Richard Carter speaking rather on behalf of the owners introduced an argument which had not previously been advanced. He held that
the public's rights of access to the Stray did not take precedence over the rights of the gate owners, for the original gate owners had been copyholders in the Forest of Knaresborough. Their copyhold of the Stray gates was on a par with their other copyholds except that the gates were never to be enclosed. The owners had been "twitted" about spending only £5 on trees but the fact was that they had spent large sums on draining and improving the Stray which within his own memory had been largely a bog. His advice was to let the owners and the railway company go ahead with their negotiations and not to interfere. The owners would see that the public's rights were maintained. The meeting did not share his confidence or his viewpoint. Ellis insisted that the first object in setting aside the 200 acres had been to preserve the public's right of access to the
wells.
Beazley thought that if they followed Richard Carter's advice they would find that the owners would simply pocket the proceeds of the compensation. They would certainly not ask the public how they were to spend it. The loss of the land for the railway cutting would be an absolute loss to the public whereas a path merely represented a loss of herbage to the gate
owners.
Predictably, the meeting endorsed the Commissioners' activities on behalf of the public in pressing for land compensation.

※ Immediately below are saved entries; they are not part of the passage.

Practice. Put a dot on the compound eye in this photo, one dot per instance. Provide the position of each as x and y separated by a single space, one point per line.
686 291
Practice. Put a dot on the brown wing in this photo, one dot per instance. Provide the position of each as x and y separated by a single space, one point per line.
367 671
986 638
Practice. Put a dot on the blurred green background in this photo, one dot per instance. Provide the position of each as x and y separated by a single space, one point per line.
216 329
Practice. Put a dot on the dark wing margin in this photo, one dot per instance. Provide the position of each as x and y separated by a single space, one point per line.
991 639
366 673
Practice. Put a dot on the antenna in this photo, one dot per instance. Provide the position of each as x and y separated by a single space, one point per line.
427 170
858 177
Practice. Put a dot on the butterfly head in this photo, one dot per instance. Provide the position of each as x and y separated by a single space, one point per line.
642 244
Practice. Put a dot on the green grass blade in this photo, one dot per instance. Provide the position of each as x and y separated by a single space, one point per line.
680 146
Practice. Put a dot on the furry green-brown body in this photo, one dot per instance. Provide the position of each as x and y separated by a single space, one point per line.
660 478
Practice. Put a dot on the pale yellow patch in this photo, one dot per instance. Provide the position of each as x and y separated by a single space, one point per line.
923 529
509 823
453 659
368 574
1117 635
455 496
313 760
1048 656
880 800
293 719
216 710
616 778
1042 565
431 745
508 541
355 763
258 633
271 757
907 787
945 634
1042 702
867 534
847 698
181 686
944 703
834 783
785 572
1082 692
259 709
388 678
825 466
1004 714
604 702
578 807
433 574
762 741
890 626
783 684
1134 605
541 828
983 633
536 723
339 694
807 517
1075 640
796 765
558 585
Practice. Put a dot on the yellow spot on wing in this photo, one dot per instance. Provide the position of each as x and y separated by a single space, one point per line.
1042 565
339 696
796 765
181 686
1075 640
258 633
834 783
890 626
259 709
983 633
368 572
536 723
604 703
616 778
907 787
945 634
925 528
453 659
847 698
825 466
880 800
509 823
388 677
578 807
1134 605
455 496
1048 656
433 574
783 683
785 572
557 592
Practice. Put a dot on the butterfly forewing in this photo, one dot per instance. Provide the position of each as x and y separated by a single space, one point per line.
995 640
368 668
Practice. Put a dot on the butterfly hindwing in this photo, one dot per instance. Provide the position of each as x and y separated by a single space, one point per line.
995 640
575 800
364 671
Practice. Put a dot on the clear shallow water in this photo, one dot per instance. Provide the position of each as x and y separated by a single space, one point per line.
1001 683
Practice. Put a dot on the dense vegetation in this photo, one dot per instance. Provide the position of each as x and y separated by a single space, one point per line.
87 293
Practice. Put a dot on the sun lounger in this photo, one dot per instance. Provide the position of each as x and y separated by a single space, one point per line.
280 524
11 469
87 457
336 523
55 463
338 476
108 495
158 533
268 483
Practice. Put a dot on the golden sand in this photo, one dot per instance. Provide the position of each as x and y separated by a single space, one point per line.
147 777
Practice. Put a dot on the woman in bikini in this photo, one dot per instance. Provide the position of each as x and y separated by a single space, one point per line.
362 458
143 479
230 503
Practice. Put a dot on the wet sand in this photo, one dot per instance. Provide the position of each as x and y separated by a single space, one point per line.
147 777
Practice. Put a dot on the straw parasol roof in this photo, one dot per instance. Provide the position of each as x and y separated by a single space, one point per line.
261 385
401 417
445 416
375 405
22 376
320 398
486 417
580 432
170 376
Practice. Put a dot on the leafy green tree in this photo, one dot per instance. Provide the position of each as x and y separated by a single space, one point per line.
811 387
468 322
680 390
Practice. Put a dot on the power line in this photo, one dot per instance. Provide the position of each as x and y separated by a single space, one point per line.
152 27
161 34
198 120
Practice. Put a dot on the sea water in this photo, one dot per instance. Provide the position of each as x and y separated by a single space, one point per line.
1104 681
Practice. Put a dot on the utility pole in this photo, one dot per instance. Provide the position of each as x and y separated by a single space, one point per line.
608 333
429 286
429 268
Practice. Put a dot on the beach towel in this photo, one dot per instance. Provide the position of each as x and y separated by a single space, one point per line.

There was in fact remarkably little the Commissioners could do about the negotiations between the owners and the railway company. In May, 1861, Ellis raised the subject at a Commissioners' meeting in his capacity as spokesman for the unsuccessful deputation to the Brunswick meeting in the previous Autumn. He had no further information about the possibility of an exchange of land and it was agreed to ask the gate owners how much cash compensation they were getting for the railway cutting and also how much land in
exchange.
Ellis must have known how at least one of the questions would be answered. Clearly he was seeking to emphasise the closed corporation aspect of the Straygate holders. The answers, from Thomas Hall, were that the owners would receive an equal area to that taken for the line but that as to money compensation he "altogether declined to give the information sought by the Commissioners". At the Brunswick meeting in the previous Autumn, Ellis had said the public would be satisfied if it got land by way of compensation and on the face of it he should now have been content with Hall's assurance that the land in compensation would be forthcoming. His dissatisfaction with the gateholders now went further than that. He persuaded the Commissioners to appoint a sub-committee consisting of himself, Edward Pullan, and George Beazley, to take such measures as they thought desirable to obtain information about the compensation agreed to be paid by the railway company to the gateholders and generally to watch the interests of the
public.
It was all a waste of time. Though the 1841 Act required the Stray Committee to keep accounts it contained no provisions for the enforcement of their publication. The public was never to learn how much the gateholders received for the land they surrendered. The resentment this caused lingered long after the Brunswick station was demolished and the land it had occupied was included within the Stray. Seen from the public's viewpoint, it was necessary only to ensure that the area received in exchange was equal to that given up but from the gateholders' viewpoint the land they surrendered was worth far more than the land received in exchange. The difference, in cash terms, was for them, and presumably they pocketed it.